Os japoneses, quando escrevendo ou lendo horizontalmente, colocam o passado à esquerda e o futuro à direita. Mas quando escrevem verticalmente, colocam o passado à direita e o futuro à esquerda, e o movimento de uma linha para a outra é da direita para a esquerda, lembrou o professor.

Falantes de mandarim representam o tempo de baixo para cima e vice-versa. Ao dizer mês acima, querem dizer mês passado. Mês abaixo significa próximo mês. Esse tipo de movimento pode ter relação com o modo de escrever de cima para baixo. Mas também há uma relação com o curso do rio, disse o palestrante.

Durante a filosofia helenística, os estoicos também consideraram o tempo como um continuum de divisões infinitas, tratando o passado, o presente e o futuro como parte do tempo. O agora seria a fronteira entre o passado e o futuro. Mas também consideram dois tipos de presente, como Aristóteles.

Macedônios definiram o tempo como intervalos de movimento, ou a média entre movimentos velozes e demorados, sendo o tempo constituído de passado, presente e futuro.

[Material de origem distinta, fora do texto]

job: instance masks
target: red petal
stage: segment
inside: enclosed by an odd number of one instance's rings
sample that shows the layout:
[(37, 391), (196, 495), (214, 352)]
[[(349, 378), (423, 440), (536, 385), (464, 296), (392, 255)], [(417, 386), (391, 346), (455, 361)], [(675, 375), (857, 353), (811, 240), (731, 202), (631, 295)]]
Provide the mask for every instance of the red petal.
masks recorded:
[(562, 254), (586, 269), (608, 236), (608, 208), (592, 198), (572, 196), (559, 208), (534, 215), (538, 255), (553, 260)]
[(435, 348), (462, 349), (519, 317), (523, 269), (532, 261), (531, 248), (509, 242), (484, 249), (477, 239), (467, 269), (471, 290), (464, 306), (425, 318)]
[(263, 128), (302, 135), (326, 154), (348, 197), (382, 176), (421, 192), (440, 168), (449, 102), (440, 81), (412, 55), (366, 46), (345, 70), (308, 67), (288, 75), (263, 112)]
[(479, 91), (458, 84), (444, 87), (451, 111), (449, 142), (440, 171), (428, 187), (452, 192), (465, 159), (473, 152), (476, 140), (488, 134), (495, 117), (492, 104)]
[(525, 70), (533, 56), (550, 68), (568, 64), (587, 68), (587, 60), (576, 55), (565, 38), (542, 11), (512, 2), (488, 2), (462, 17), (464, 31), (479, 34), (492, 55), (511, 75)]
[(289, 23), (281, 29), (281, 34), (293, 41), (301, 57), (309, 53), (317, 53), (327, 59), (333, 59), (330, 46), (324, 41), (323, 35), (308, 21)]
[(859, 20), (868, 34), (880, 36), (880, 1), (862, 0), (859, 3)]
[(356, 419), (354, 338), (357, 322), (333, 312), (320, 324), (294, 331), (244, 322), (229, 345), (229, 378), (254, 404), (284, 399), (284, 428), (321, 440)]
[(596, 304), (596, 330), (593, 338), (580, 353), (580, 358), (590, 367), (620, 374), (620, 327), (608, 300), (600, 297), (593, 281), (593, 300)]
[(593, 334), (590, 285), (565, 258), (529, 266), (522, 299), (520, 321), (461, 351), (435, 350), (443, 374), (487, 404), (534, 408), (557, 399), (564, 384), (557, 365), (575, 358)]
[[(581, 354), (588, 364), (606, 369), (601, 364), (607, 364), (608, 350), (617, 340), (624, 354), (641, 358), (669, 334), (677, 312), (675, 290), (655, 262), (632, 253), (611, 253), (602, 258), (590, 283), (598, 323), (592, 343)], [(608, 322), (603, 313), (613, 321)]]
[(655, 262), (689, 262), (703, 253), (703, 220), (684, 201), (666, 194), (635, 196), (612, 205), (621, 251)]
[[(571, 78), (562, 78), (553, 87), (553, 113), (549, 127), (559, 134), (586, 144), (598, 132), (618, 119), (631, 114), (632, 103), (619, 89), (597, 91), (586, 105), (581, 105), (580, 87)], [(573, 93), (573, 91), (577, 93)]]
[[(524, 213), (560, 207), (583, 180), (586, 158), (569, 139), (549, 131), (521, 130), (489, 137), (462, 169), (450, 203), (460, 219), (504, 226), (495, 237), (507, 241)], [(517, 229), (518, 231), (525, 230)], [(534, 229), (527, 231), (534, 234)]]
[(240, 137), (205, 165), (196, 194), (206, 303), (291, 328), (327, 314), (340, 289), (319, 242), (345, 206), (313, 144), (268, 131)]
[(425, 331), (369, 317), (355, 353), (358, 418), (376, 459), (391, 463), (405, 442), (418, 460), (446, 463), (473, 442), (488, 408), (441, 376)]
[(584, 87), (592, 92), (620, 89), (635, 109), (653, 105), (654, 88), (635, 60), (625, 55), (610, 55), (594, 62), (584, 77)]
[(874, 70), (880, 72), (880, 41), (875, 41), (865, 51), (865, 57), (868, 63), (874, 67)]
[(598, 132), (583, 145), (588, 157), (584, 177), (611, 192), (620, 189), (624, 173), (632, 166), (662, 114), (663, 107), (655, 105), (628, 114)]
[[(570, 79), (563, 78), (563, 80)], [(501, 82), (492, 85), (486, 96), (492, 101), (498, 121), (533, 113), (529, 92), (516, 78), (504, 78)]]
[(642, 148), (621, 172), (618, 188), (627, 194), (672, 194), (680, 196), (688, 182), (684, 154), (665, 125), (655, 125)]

Mas a definição do número de movimentos, que é central em Aristóteles, não está nos outros pensadores, disse o professor. A importância disso é que o tempo torna-se dependente do movimento em relação ao antes e ao depois, o que significa que o tempo é um tipo de ordem e não uma medida como comumente se supõe. O tempo seria uma ordem universal capaz de relacionar todas as alterações umas com as outras. O ego, portanto, seria algo em movimento, algo de que o tempo depende para sua própria existência.